Uber face legal action over Sharia non-compliant pensions
20 April 2022
Last year, a survey conducted by the website Islamic Finance Guru found that 30% of Muslims surveyed did not have a pension, with most of them citing lack of Sharia compliance as the reason. Now, we are seeing Uber facing legal action from trade union ADCU for not providing a Sharia compliant pension to its workforce, who are estimated to be majority Muslim.
This follows Uber using Now Pensions as its provider after the courts ruled that its drivers were workers, and as such are required to automatically enrol them. The ADCU is requesting that Uber make corrective arrangements within 14 days.
Pension providers are not required to offer Sharia compliant funds for savers to invest in, however companies are required to act according to the Equality Act 2010. Not doing so can be discriminatory and prompt legal action.
Sharia compliant funds are restricted from investments in certain sectors, such as gambling, tobacco, weaponry and some finance activity. Not providing a pension scheme that offers such a fund could result in the Muslim workforce opting out or investing in a fund that contradicts the tenets of their faith.

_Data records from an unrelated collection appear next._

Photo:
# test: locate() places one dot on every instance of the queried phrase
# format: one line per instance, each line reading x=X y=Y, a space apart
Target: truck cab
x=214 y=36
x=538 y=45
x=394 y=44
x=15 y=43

Concerns into the compliance of the Local Government Pension Scheme (LGPS) have also been raised, but there are currently no claims being brought against the scheme. In the case of the LGPS, offering an alternative introduces more complexity. The second scheme must be offered to all employees, not just those of Muslim faith, or risk further discrimination allegations.
The CIPP encourages employers to consider if their processes remain compliant, not just with automatic enrolment, but also with the Equality Act 2010 and conduct additional research where necessary.